AccuWeb web guides are positioned before the print engine and the laser die cutter for consistent web travel. The AccuWeb EVO 150 controller allows press operators to fine-tune web guide performance using a switch-pad or touch-screen interface. The EVO 150 web guide controller combines 150 watts of power and 24 VDC with the ability to control brushed and brushless actuator motors.
“The modular CDT 3600 press can be configured with multiple processes, many of which may require a web guide,” said Ron Brown, Technical Director at CDT. “The new EVO 150 web guide controller elegantly integrates a single user interface system capable of controlling multiple web guides with consistent accuracy and reliability.”
At SGIA this week in Las Vegas, Screen will make the North American launch of its Truepress Jet W3200UV HS (standing for High Speed), which nearly doubles the throughput of the company’s existing W3200UV flatbed inkjet machine.
The moving-table printer reaches a top speed of 1,614 square feet per hour. Launched in 2013, the Truepress Jet W3200UV reached a top speed of 914 square feet per hour. Users of the older system can upgrade to the HS model in the field. The 14-picoliter print heads on the HS model feature silicon nozzle plates that are liquid cooled.
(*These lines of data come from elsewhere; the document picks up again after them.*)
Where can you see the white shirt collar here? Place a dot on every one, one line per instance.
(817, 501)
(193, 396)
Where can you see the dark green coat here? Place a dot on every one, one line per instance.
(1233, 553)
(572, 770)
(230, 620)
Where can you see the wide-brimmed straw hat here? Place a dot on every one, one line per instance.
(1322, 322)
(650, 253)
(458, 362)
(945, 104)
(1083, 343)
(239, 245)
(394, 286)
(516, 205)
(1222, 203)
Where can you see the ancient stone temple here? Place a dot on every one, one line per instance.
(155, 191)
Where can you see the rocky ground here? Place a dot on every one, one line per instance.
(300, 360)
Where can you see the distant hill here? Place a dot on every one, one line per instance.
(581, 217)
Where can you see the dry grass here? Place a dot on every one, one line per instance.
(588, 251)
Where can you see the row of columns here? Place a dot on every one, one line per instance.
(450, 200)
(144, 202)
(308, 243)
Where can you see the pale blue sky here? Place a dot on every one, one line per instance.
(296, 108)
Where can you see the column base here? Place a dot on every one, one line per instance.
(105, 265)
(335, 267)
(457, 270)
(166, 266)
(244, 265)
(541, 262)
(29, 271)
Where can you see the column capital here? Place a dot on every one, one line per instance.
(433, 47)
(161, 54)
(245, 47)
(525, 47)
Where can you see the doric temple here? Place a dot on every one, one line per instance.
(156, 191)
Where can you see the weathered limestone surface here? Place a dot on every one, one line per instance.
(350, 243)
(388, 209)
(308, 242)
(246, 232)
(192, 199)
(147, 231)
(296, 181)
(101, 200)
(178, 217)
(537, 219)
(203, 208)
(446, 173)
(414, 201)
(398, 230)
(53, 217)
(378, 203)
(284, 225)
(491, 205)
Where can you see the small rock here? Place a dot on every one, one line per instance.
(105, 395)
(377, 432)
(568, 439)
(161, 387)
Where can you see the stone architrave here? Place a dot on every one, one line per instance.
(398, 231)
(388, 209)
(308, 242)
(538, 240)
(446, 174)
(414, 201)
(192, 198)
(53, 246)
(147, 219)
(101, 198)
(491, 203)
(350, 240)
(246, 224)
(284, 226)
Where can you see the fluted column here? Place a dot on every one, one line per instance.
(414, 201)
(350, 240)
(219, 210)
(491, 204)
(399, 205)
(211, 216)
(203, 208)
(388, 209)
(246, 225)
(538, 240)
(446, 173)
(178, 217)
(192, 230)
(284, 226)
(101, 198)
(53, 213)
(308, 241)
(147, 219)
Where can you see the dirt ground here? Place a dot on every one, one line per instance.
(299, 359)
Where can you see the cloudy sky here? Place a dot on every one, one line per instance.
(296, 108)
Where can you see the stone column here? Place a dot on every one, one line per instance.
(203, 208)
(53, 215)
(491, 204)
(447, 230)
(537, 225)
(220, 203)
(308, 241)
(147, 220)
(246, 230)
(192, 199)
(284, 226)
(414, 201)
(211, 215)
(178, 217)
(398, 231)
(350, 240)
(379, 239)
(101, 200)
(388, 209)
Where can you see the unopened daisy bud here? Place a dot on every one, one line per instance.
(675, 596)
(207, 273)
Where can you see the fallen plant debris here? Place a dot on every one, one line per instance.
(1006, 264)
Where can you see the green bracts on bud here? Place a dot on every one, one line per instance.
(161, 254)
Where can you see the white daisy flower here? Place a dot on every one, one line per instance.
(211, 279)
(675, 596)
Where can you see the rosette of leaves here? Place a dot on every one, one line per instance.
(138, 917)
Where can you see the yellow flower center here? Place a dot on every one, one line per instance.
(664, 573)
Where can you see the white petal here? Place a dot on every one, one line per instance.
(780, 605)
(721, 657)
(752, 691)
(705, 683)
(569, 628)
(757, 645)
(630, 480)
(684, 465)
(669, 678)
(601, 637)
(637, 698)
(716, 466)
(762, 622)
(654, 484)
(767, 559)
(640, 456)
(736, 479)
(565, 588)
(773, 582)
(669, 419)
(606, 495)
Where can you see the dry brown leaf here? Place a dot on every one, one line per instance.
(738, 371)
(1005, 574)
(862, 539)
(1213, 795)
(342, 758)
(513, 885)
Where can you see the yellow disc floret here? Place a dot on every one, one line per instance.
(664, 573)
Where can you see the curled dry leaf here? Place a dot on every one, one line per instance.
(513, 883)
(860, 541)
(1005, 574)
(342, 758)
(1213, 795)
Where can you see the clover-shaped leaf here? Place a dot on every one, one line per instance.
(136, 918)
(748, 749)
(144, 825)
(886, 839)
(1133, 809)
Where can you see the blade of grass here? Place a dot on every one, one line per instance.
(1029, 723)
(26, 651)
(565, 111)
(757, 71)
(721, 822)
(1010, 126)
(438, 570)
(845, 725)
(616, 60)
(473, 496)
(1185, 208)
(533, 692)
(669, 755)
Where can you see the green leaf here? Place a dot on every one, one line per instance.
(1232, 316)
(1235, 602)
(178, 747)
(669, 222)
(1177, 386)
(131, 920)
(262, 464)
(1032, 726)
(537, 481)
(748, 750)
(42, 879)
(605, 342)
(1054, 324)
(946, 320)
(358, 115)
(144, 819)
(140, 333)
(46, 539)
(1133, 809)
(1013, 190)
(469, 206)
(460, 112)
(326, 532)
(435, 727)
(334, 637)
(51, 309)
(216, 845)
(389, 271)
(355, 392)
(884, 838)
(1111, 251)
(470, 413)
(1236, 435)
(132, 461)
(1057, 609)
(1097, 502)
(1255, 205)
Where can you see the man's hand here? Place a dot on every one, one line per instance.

The new machine, like its predecessor, features pop-up register pins, auto-cleaning heads, and a head-crash detection system. The 62.9 x 125.9-inch-wide flatbed table is driven by magnetically encoded linear motors and, according to Screen, is capable of printing directly to lenticular lenses. The Truepress Jet W3200UV HS features six colours (cyan, magenta, yellow, black, light cyan and light magenta) plus two white ink channels. It has 48 colour heads and 16 white heads. Image quality and colour management are controlled via the Wasatch SoftRIP.
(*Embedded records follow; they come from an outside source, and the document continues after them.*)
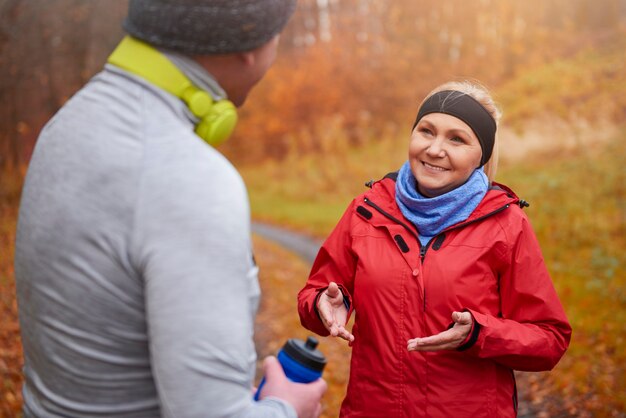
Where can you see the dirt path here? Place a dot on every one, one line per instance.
(278, 317)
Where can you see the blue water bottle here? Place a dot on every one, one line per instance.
(301, 361)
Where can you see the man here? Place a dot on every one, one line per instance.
(136, 283)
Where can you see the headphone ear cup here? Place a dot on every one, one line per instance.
(216, 126)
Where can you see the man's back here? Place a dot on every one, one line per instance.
(115, 175)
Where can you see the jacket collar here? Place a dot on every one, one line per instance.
(383, 193)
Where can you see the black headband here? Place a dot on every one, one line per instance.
(469, 110)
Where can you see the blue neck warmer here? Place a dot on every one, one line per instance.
(431, 215)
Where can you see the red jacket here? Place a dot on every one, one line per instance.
(490, 265)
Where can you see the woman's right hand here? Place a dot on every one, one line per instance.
(334, 313)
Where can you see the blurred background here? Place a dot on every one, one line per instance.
(335, 111)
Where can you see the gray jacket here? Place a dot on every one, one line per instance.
(136, 285)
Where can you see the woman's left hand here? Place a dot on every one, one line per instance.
(446, 340)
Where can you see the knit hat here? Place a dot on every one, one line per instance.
(207, 26)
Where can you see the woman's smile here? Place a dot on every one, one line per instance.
(433, 167)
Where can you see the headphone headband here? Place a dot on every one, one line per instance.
(217, 119)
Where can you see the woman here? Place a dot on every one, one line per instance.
(444, 274)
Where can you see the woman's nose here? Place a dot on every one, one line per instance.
(436, 149)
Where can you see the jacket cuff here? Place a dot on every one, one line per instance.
(472, 336)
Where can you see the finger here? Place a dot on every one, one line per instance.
(272, 370)
(462, 318)
(345, 334)
(333, 290)
(318, 410)
(320, 386)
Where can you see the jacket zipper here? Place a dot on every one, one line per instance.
(424, 248)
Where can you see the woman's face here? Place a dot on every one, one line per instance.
(443, 153)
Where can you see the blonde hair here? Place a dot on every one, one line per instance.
(482, 96)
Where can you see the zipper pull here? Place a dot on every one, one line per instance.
(423, 251)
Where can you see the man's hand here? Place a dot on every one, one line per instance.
(333, 312)
(304, 397)
(447, 340)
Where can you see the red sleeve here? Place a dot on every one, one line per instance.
(533, 332)
(335, 262)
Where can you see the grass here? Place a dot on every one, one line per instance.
(578, 210)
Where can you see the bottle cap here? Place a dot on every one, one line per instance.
(305, 353)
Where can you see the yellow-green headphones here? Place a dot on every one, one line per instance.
(217, 119)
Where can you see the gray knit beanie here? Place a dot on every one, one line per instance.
(207, 26)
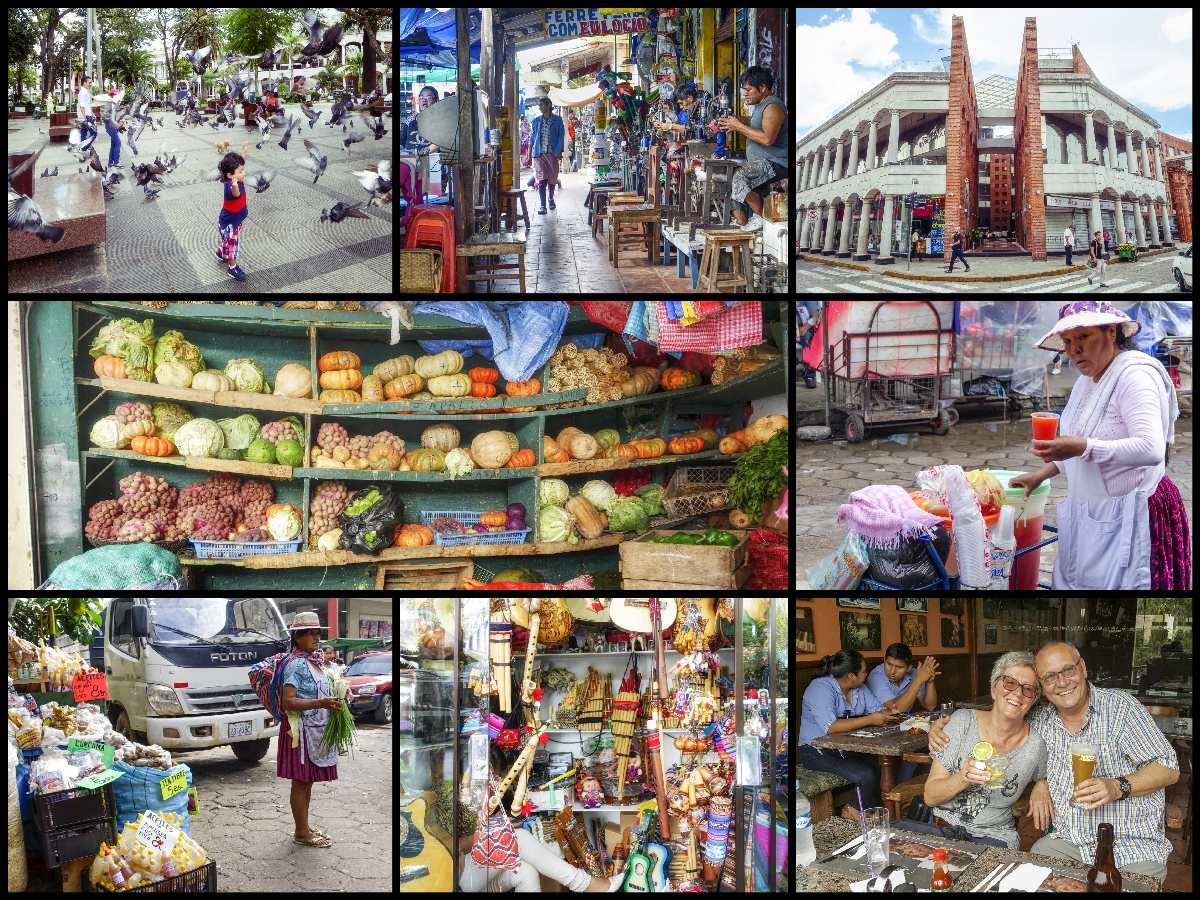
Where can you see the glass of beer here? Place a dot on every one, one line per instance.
(1083, 763)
In September, Screen announced the arrival of a new generation TruePress Jet 520 HD sheetfed inkjet press for transactional, direct mail and book printing markets. The redesigned Truepress Jet520HD features a new paper transport, new drying techniques, new print heads and new screening technologies that make the most of new wide-gamut inks. Truepress Jet520HD reaches speeds of up to 50 metres per minute with a resolution of 1,200 x 1,200 dpi, while the fastest speed is 120 metres per min at a resolution of 600 x 600 dpi. The system’s new Ricoh print heads provide variable size droplets. It also uses new high-density ink that, according to Screen is very close to the standards used in offset printing.
The new Truepress Jet520HD can print on material from 40 gsm to 250 gsm. Truepress Jet520HD can also include an optional inspection unit based on Screen's JetInspection system that checks the entire page and compares the printed result to the RIP data. The new press is driven by a new version of Equios software with new features like In-RIP Smart Imposition, ICC Profile Editor and Spot Colour Editor.